Anyway, in our community White was very highly thought of. So when I heard that his son had arrived in town and that he’d had to leave his village because a lot of people had wanted to take revenge on him after his father’s death, I was dying to meet him. I told my uncle about this at once, but he replied that White hadn’t had any sons, or indeed any family at all, because he had lived according to the old rules, which prevented the members of Black Seed from marrying and bringing up children. ‘He was as lonely as a post in the middle of the steppe,’ he assured me.
Some time later I met the Vulture, and without wasting many words I went straight to the point and unmasked him. We had a fight, and I came off best, but from that day on the Vulture hated me, and tried to get revenge in any way possible.

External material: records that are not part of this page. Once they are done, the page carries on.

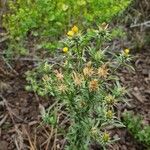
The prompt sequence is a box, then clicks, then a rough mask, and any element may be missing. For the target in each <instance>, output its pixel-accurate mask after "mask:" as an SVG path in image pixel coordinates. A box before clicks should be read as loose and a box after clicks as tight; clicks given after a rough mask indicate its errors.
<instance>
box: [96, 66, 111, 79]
mask: <svg viewBox="0 0 150 150" xmlns="http://www.w3.org/2000/svg"><path fill="white" fill-rule="evenodd" d="M108 71H109V69H107V67H106V65H102V66H101V67H99V68H98V73H97V74H98V76H99V77H104V78H106V77H107V75H108V74H109V73H108Z"/></svg>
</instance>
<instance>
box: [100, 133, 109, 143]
mask: <svg viewBox="0 0 150 150" xmlns="http://www.w3.org/2000/svg"><path fill="white" fill-rule="evenodd" d="M102 140H103V141H104V142H108V141H109V140H110V134H109V133H107V132H104V134H103V136H102Z"/></svg>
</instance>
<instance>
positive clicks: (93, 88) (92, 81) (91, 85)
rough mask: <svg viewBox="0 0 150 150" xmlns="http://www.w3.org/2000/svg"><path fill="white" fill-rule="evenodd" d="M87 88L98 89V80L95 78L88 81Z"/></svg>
mask: <svg viewBox="0 0 150 150" xmlns="http://www.w3.org/2000/svg"><path fill="white" fill-rule="evenodd" d="M89 90H90V91H97V90H98V80H97V79H94V80H92V81H90V83H89Z"/></svg>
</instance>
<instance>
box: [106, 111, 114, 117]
mask: <svg viewBox="0 0 150 150" xmlns="http://www.w3.org/2000/svg"><path fill="white" fill-rule="evenodd" d="M106 116H107V118H109V119H112V117H113V112H112V111H111V110H108V111H107V112H106Z"/></svg>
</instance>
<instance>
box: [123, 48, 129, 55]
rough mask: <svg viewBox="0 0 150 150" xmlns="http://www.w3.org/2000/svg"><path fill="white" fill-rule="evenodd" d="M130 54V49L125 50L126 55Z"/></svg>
mask: <svg viewBox="0 0 150 150" xmlns="http://www.w3.org/2000/svg"><path fill="white" fill-rule="evenodd" d="M129 53H130V50H129V49H128V48H126V49H125V50H124V54H125V55H126V56H127V55H128V54H129Z"/></svg>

One winter evening, in 1991, I was returning home dead drunk from a party. I was with Mel, who was even drunker than I was. Around midnight, on the border between our district and the Centre, the Vulture appeared with three of his friends: they overtook us on their bikes and stopped in front of us, blocking our way, and the Vulture pulled a 16-bore double-barrelled shotgun out of his jacket and fired two shots at me. He hit me in the chest; the cartridges were filled with chopped-up nails. Luckily for me, however, those cartridges had been carelessly filled: in one there was too much gunpowder and only a few nails, and the stopper had been pushed too far down; so it exploded inside, and the backfire scorched that poor fool’s hand and part of his face. With the other the opposite mistake had been made: it had too many nails and too little powder, and evidently the stopper hadn’t been closed properly, so the nails came out at a lower velocity and only tore my jacket a little; actually, one got through to my skin, but it didn’t hurt me, and I only noticed it a couple of days later when I saw a slightly red blister. Mel threw himself at them barehanded and managed to knock one of them down and break his bike, so they made off.
After that episode, with the help of the whole gang I caught the Vulture and gave him three stab wounds on the thigh, as was the custom in our community as a sign of contempt. He didn’t give up, but kept saying to everyone that he wanted revenge. But back then he was still a nobody, just one of the many teenage delinquents in Railway. Later though, the Vulture had succeeded in building a successful career, and now he was the leader of a bunch of thugs with whom he did things for which we in our community would have had our balls cut off at the very least.
That February day, as we entered the Railway district, I was only thinking of getting the job done quickly and not running into this fool of an enemy of mine. So as not to bother Mel with that story and not make him anxious – because it was a very serious matter to see him looking worried – I tried talking to him about the birthday party I would be having that evening, and the dishes my mother had prepared for us. He listened attentively, and from his expression it was clear that he was already there at the table, eating it all himself.